Because reliable internet and VPN (around the censorship that blocks blogger) are a luxury I do not have, I have been ignoring you! But I'm back! (who knows for how long...waaaa). It has been really bad weather lately, think: 40 degrees and freezing rain, for the last few days and whenever it rains (which is all of winter) our internet connection in the teacher apartment building gets a little tricky.
But anyways. whoohoooo for internet. yay. It just makes me that much more thankful for it when I have it!
The past 2 weeks have been insanity in my life. But yet, every day here is an adventure in itself, so that shouldn't be a surprise. I have decided that living overseas suits me because I need adrenaline, I find comfort in chaos, and become downcast when life moves slowly. So, here I am.
The recap of my so called life:
For Halloween I went to Shenzhen, at the border of Hong Kong (about the distance from Tampa to DC). My traveling partners and dearest classmates live there so I decided to jaunt on down for the Halloween celebration. Well, because i have like no money whatsoever because Chin.ese money is like monopoly money, I decided to save funds and instead of flying both ways, I would train down on Thursday and fly back on Sunday night.
Well, Chin.a's train system is rudimentary. You cannot buy tickets online, you must go to a train ticket depot, stand in line, and hope there are tickets left. There is a ticket counter place near my house and the same woman has worked there since I moved here. And she scares the crap out of me. She is one of the few people in this town who has the ability to make me cry out of helplessness. I have left her window dejected and confused more times than I can count.

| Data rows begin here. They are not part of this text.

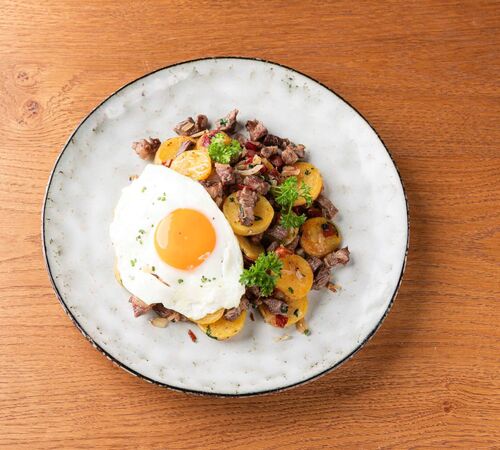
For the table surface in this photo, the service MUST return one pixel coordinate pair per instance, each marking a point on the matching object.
(424, 73)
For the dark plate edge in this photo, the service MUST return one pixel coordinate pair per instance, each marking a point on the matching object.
(192, 391)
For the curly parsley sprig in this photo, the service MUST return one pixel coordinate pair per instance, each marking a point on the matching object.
(222, 152)
(263, 273)
(285, 195)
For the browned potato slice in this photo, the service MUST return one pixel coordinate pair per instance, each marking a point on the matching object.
(210, 318)
(224, 329)
(264, 213)
(296, 277)
(250, 249)
(297, 309)
(319, 237)
(169, 148)
(310, 176)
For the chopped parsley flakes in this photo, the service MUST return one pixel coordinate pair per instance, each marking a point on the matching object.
(222, 152)
(263, 273)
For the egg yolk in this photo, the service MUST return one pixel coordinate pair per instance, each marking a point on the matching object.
(184, 239)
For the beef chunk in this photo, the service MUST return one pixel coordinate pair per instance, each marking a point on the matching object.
(256, 130)
(146, 148)
(338, 258)
(257, 184)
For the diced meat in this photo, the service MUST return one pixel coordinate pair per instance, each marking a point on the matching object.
(201, 123)
(272, 246)
(301, 252)
(247, 198)
(293, 244)
(276, 161)
(299, 150)
(279, 295)
(213, 186)
(172, 316)
(314, 262)
(234, 313)
(275, 306)
(338, 258)
(226, 173)
(322, 278)
(146, 148)
(271, 139)
(139, 306)
(289, 156)
(277, 233)
(267, 152)
(283, 251)
(257, 184)
(256, 238)
(256, 130)
(253, 145)
(188, 126)
(327, 207)
(290, 171)
(228, 123)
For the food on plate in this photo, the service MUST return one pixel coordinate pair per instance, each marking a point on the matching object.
(223, 222)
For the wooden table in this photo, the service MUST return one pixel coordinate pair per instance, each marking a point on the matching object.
(424, 73)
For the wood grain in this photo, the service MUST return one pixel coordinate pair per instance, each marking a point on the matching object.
(424, 73)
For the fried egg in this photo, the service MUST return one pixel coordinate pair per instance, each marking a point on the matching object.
(174, 246)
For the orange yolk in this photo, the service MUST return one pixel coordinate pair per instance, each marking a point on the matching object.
(184, 239)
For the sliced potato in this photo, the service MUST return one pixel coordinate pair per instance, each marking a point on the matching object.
(296, 277)
(297, 309)
(311, 177)
(313, 239)
(169, 148)
(204, 140)
(291, 235)
(250, 249)
(210, 318)
(224, 329)
(195, 164)
(263, 211)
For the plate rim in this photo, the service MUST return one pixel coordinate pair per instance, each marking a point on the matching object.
(128, 369)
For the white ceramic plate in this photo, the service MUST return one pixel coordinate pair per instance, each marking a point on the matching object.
(360, 178)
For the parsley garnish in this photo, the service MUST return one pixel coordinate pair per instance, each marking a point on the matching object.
(263, 273)
(221, 152)
(285, 195)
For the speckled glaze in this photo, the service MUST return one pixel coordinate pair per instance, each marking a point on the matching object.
(360, 178)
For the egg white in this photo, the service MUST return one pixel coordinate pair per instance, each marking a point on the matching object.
(143, 204)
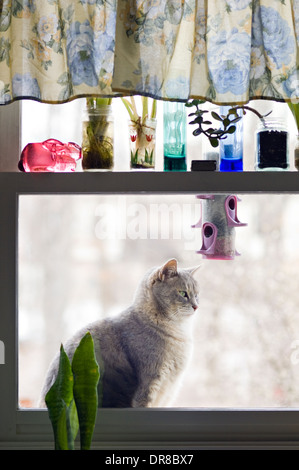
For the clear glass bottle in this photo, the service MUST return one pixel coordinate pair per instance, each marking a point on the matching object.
(272, 145)
(98, 138)
(231, 148)
(143, 144)
(174, 122)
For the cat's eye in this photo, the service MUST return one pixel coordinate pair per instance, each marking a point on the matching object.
(183, 294)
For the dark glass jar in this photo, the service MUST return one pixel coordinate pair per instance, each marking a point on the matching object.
(272, 145)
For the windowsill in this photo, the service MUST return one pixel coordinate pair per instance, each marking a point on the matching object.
(152, 182)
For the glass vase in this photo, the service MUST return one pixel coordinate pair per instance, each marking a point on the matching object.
(272, 145)
(98, 138)
(231, 148)
(174, 122)
(143, 144)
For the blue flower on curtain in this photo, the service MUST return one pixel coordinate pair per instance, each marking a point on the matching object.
(25, 85)
(229, 61)
(238, 4)
(277, 40)
(223, 51)
(80, 53)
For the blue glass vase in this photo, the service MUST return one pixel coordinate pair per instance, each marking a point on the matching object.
(174, 121)
(231, 148)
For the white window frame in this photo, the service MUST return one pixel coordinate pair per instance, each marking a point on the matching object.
(122, 428)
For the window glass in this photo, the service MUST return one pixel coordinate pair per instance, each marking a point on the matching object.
(81, 258)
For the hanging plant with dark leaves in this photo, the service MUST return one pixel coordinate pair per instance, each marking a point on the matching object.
(228, 121)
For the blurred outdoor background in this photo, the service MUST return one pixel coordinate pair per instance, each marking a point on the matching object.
(81, 258)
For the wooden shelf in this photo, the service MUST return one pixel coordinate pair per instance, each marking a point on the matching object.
(149, 182)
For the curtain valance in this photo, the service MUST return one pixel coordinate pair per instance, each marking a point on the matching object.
(224, 51)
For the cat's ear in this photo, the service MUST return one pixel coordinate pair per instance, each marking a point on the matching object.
(169, 269)
(193, 270)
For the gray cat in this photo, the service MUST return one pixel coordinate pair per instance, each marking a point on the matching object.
(143, 352)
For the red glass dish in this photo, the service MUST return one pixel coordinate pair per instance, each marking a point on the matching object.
(50, 156)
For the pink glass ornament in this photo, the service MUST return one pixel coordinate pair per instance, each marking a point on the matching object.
(50, 155)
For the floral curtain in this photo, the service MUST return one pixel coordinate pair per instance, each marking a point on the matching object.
(224, 51)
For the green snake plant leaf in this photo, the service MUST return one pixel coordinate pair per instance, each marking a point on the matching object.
(61, 406)
(86, 376)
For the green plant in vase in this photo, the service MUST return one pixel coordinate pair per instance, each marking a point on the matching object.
(98, 135)
(142, 129)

So, when I went to buy my train ticket to Shenzhen I was expecting the worst. I took my patience pill (a new favorite saying of mine to get through the days) and put on my game face, ready to face the train ticket beast. Well, true to form, she was not willing to slow down her horribly fast and muffled Mandarin for me, the obvious foreigner, and not willing to look at the paper I wrote out with the train number on it for her to easily reference. She's a piece of work. She was not willing to sell me a ticket and I had no idea why because she was not using the regular words for "do not have a seat, oh well, sucker." Finally I made out that she was saying there were no beds, and no something else. I told her in Chinese, that it didn't matter if there were no beds, I just really needed to get to Shenzhen, finally she shook her head and sold me a ticket. I thought I had bought a hard seat ticket for the 17 hour journey. I was wrong.
I bought a standing ticket.
So I got to the train station and purchased a small plastic seat (like a child's seat thing) that people use to sit on in the aisles and I walked onboard the train like I owned the place. Of course people were shocked to see me in the poorest section, and right away offered me a seat. I ended up making a lot of friends in the train car and learning a lot of Chinese. It was wonderful practice, no English for 17 hours. I stood between the hours of 3-5am because I felt bad sharing a seat, we had squeezed in 4 people on 3 seats. People were packed everywhere, smoking, spitting, sitting, standing, throwing sunflower seed kernels on the floor, etc. Normal behaviors here that are elevated in annoyance when in an uncomfortable environment and lacking sleep.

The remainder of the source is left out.